Wi-Fi networks almost cover all active areas around us and, especially in some densely populated regions, Wi-Fi signals are strongly overlapped. The broad and overlapped coverage brings much convenience at the cost of great security risks. Conventionally, a worm virus can infect a router and then attack other routers within its signal coverage. Nowadays, artificial intelligence enables us to solve problems efficiently from available data via computer algorithm. In this paper, we endow the virus with some abilities and present a dedicated worm virus which can pick susceptible routers with kernel density estimation (KDE) algorithm as the attacking tasks automatically. This virus can also attack lower-encryption-level routers first and acquire fast-growing numbers of infected routers on the initial stage. We simulate an epidemic behavior in the collected spatial coordinate of routers in a typical area in Beijing City, where 56.0% routers are infected in 18 hours. This dramatical defeat benefits from the correct infection seed selection and a low-encryption-level priority. This work provides a framework for a computer-algorithm-enhanced virus exploration and gives some insights on offence and defence to both hackers and computer users.

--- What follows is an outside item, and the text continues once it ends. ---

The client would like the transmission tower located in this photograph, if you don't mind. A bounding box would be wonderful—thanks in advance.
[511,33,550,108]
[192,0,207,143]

Department of Education of Zhejiang ProvinceY2013298451. Introduction
Wi-Fi technology, dating from the 90s, has proceeded in an explosive manner. Nowadays, almost all electronic devices are equipped with Wi-Fi modules and the number of routers has increased rapidly and complementarily. Widely deployed routers, with broad radiating areas, have their Wi-Fi signals overlapped in free space and, on the other hand, people usually set vulnerable passwords for convenience. Wi-Fi networks provide a target-rich epidemic spread platform for cybercriminals.
Traditional attacks are to plant viruses or worms having malicious or fraudulent motivation on personal computers [1–3]. Actually, Wi-Fi routers are perfect target platforms since routers are always on and connected to the Internet with a usually low security level or sometimes even no firewall software. Routers emit Wi-Fi signals all over the space within the range of tens of meters. The relatively close proximity is appreciable enough to perform an attack in such a densely populated environment [4]. In infection dynamics, an end user is infected as a seed or a broiler where the worm virus analyzes the Wi-Fi router and probes potential devices in the coverage. In this manner, worm viruses can spread through the router network [5].
Flaws in wireless protocol or misconfiguration of the access devices [6] are potentially utilized to control the Wi-Fi routers. As is popularly known, a public trap Wi-Fi router is set up to provide a free Internet and attract connection. Once one user falls into the trap, several types of attack, including man-in-the-middle attack and denial-of-service attack, can be conducted by virtue of the infected router [7]. In late 2017, the four-way handshake, said to be free from attacks, is vulnerable to a key reinstallation attack [8].
An increasing trend to investigate epidemic spread models in networks follows the explosive increase in the amount of Wi-Fi routers and mobile terminals. Mobile phone virus via multimedia messaging services is presented and it is predicted that viruses will break out when mobile phone market reaches a certain threshold [9]. A Susceptible-Infected-Recovered (SIR) model is constructed to simulate the spread of hypothetical Wi-Fi malwares in real-world router locations and the Wi-Fi networks are demonstrated to be potential and vulnerable platforms [10, 11]. In the network [12], the scale of access point connectivities in the victim population is a more important factor than others [4]. An enhanced model takes the vulnerabilities in Wi-Fi routers and protocol into consideration but no big progress in dynamics is made [6]. Inclusion of end terminals leads to a different epidemic spread model [13].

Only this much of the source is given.